分散処理システムを構築するなら「Hadoop」が有力な選択肢に上がる。Hadoopのスケールアウトする仕組みは問題ないのだが、管理や性能の面で悩みを抱える現場は少なくない。そうした悩みに応える製品が「Hadoopディストリビューション」だ。独自の管理ツールやSQLエンジンを搭載している。

 分散処理ソフト「Hadoop」に独自機能を加えた「Hadoopディストリビューション」と呼ばれる商用製品が増えている。米Cloudera(クラウデラ)の「Cloudera Enterprise」、米MapR Technologiesの「MapR」、米Pivotalの「Pivotal HD」などだ。
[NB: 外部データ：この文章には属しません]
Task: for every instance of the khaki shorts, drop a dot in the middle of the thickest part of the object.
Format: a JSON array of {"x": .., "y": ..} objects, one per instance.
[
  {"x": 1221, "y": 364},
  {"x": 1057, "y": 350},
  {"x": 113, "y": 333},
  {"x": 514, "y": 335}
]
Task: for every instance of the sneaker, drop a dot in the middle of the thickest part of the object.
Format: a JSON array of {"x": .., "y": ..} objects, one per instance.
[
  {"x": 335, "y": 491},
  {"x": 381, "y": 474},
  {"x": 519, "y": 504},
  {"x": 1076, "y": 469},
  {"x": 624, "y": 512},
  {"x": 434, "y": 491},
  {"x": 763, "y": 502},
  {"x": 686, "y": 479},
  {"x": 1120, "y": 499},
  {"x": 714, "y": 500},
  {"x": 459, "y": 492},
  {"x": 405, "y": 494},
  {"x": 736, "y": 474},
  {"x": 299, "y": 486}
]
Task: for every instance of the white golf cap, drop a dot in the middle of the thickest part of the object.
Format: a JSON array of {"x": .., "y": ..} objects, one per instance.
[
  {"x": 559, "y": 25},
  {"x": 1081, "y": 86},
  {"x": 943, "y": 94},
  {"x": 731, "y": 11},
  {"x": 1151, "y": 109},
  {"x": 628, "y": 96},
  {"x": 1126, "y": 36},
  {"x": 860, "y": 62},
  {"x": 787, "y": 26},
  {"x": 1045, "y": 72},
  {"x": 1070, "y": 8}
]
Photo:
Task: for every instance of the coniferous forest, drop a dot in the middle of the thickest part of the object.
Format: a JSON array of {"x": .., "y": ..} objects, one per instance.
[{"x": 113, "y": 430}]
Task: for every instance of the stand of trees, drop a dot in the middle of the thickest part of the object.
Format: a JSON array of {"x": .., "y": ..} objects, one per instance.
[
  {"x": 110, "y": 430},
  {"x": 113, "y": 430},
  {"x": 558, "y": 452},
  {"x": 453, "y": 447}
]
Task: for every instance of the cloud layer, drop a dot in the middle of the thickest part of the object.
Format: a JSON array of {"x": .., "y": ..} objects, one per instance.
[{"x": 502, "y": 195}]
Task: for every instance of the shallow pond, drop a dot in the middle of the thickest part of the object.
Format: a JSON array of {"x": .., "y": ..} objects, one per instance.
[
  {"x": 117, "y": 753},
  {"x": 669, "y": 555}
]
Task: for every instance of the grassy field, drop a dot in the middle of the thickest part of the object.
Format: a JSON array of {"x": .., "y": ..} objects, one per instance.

これらは、オープンソースのHadoopを使う際に、ITの現場が直面する問題を解決する。

Hadoopは「遅い」という評価

 Hadoopを使っている現場では、大きく二つの問題を抱えることが多い。

 一つは管理面である。Hadoopを使えば安価なサーバーを使って分散処理システムを比較的手軽に作ることができる。そのため多数のノード(サーバー)で構成することが多く、導入や運用管理に手間がかかる(図1左)。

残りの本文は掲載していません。